The Legislature commenced this provision by the word “Notwithstanding”: an adverb, whose connotation has been expounded thus: The word or expression “Notwithstanding” is a term of exclusion in legal drafting; it simply means “in spite of or irrespective of or regardless of”, see N.N.P.C. v. Lutin Invest. Ltd (2006) 2 NWLR (Pt. 965) 506 at 529. In N.D.I.C. v. Okem Ent. Ltd. (2004) LPELR-1999 (SC), @ P.55, Uwaifo, JSC, defined the word or term.

‘Notwithstanding’ while interpreting the provision of Section 251 of the Constitution, thus:

“As has been observed, Section 251(1) of the 1999 Constitution begins with “Notwithstanding anything to the contrary contained in this Constitution” while Section 272(1) of the 1999 Constitution is specifically made “subject to the provisions of Section 251.” When the term “notwithstanding” is used in a section of a statute, it is meant to exclude an impinging or impeding effect of any other provision of the statute or other subordinate legislation so that the said section may fulfill itself. It follows that, as used in Section 251(1) of the 1999 Constitution, no provision of that Constitution shall be capable of undermining the said Section.”

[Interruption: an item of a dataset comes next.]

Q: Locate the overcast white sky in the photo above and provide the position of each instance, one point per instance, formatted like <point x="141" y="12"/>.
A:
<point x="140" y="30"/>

See also NNPC vs. Orhiowasele & Ors (2013) LPELR-24710 (SC); Obi vs. INEC (2007) LPELR-24347 (SC); Saraki vs Federal Republic of Nigeria (2016) LPELR-40013 (SC). These authorities signify that other provisions of the Electoral Act or rules of any political party must bow to the superiority of the provision in respect of complaint by an aspirant emanating from the conduct of primary election. In other words, an aspirant who is incensed with the conduct of a primary election has an unimpeded access to a Court of law to ventilate his grouse without the necessity of first going through the dispute resolution procedures of his political party. Galadima, JSC, has clearly stated the law while interpreting the provision of Section 87 (9) of the Electoral Act, 2010, which is in pari materia with the provision of Section 84 (14) of the Electoral Act, 2022, in the case of Gassol v. Tutare (2013) LPELR-20232 (SC), where, at page 25 of the E-Report, the learned Law lord declared:

“Having found that the provision of Section 87(9) of the Electoral Act (supra) is clear and unambiguous this Court has the duty to give it literal interpretation. Having expressly listed the Courts with the jurisdiction respecting pre-electoral matters, therefore, there cannot be any legally constituted body either by a political party or subject to the fulfillment of any conditions before the matter may be instituted before the Federal High Court.”

​This pronouncement of the apex Court clearly banishes the internal dispute resolution mechanism, donated to the aggrieved members of the 2nd Respondent, which the 1st, 2nd, 4th and 5th Respondents erected as a clog to the jurisdiction of the lower Court to entertain the Appellant’s action. This authority solidifies and entrenched an aspirant’s unfettered right of access to Courts to ventilate grievances arising from primary election, a right which does not inure to other members of a political party who do not attain the status of “aspirant”…” Per SIRAJO, J.C.A.